Pink Floyd left the '70s in a familiar spot: perched at the top of the charts.

The Wall was released in the final weeks of 1979 and would soon become the band's third No. 1 album. The single "Another Brick in the Wall Part II" was also on its way to No. 1. By the time The Final Cut arrived in 1983, the band was basically a solo vehicle for Roger Waters, who eventually left two years later.

Guitarist David Gilmour, drummer Nick Mason and keyboardist Richard Wright regrouped with The Wall co-producer Bob Ezrin for 1987's A Momentary Lapse of Reason, kicking off a new era for Pink Floyd – one that revealed a steadfast determination to move forward following Waters' departure, and yielded two more No. 1 albums and a run of successful tours before they finally called it a day in 2014.

This post-Waters era is collected on The Later Years, a 16-disc box of remixed albums, concert recordings, unreleased tracks and videos. It's a period in which the band moved into arena rock, something that had been tentatively approached earlier but held at bay by Waters' insistence that Pink Floyd had little to do with that scene.

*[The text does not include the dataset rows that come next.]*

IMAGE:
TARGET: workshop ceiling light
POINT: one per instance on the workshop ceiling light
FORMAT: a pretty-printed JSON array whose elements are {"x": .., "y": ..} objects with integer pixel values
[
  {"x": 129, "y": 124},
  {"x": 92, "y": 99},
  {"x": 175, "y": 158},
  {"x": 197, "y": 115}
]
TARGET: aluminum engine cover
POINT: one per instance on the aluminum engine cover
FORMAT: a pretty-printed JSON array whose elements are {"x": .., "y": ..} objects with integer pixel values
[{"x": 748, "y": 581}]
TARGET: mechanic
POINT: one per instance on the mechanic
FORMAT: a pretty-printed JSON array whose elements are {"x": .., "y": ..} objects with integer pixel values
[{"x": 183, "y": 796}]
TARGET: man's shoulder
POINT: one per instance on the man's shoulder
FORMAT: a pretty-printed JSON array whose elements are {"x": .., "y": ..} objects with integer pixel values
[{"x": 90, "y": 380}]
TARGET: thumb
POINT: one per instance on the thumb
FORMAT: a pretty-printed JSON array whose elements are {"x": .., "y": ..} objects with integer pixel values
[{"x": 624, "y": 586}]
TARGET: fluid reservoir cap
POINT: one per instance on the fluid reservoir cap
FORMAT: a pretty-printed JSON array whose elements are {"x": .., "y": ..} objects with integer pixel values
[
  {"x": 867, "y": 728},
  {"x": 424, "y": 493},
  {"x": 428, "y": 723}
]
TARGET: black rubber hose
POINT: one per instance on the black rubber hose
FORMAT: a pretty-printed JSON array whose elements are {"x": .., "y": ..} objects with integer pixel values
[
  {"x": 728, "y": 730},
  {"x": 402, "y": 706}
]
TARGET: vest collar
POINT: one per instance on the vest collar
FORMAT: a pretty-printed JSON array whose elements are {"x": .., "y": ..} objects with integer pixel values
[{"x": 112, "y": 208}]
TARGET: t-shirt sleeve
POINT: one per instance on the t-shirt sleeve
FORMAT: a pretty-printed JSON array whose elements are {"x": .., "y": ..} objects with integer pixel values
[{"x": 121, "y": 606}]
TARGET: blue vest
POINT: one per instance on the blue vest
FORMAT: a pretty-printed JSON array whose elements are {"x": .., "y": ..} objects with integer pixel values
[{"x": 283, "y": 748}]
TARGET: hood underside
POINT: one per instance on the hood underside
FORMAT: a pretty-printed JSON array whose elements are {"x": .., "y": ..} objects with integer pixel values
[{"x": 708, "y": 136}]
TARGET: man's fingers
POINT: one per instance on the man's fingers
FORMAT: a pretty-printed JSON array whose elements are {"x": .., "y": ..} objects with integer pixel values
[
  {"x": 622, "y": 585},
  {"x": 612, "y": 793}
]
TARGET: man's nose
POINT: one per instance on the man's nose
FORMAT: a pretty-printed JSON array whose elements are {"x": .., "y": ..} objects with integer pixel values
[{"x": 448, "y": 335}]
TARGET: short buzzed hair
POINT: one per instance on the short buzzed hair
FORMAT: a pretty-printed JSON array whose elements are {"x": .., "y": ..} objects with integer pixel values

He had a point. Earlier albums like The Piper at the Gates of Dawn and A Saucerful of Secrets through world-conquering LPs The Dark Side of the Moon and Wish You Were Here didn't sound like what rock music was supposed to sound like, and later set a template for what rock music sounded like going forward. A Momentary Lapse of Reason and 1994's The Division Bell are somewhat faceless in comparison.

Unlike 2016's exemplary The Early Years 1965-1972 box, The Later Years doesn't offer much in unreleased material. There are some unfinished leftover tracks from The Division Bell and concerts from 1989 and 1990, but the focus here is on the new 5.1 remixes of the studio albums and the live records Delicate Sound of Thunder and Pulse, plus Blu-rays featuring live tracks and documentaries. It doesn't have the deep sense of excavation that made the earlier set so essential; rather The Later Years seems to be a summation of the band's final chapter, mostly onstage.

Still, it's an important part of Floyd's history, and a surveying of the massive concerts that marked this period is summarily huge. The group was often relying on Waters-era material for its sets – "Shine on You Crazy Diamond, Parts 1-5," "Time" and "Comfortably Numb" remained – while top-loading the shows with newer cuts like "Learning to Fly" and "On the Turning Away." It's an even balance, but you can instantly tell where fans' legions lie.

Pink Floyd were basically a different band during these years, a less-adventurous unit that was content to fill those arenas and play those rafters-shaking solos Waters was so wary of. That makes the music less interesting and their intentions during this period a bit suspect. But then again, Waters was always the one who had a problem being famous. The other guys merely embraced this by-product – which, let's face it, was a part of them ever since The Dark Side of the Moon took Pink Floyd to a whole other stratosphere – when the opportunity arose.

The Later Years makes no excuses or apologies, and it doesn't have to. Pink Floyd were a good band in the '80s and '90s; just listen to the expertise with which they pull off the 1990 Knebworth concert here. There's a tightness to this version of the group that wasn't there before. In the end, they went out respectably and, more or less, on their own terms. How many of their peers can say that?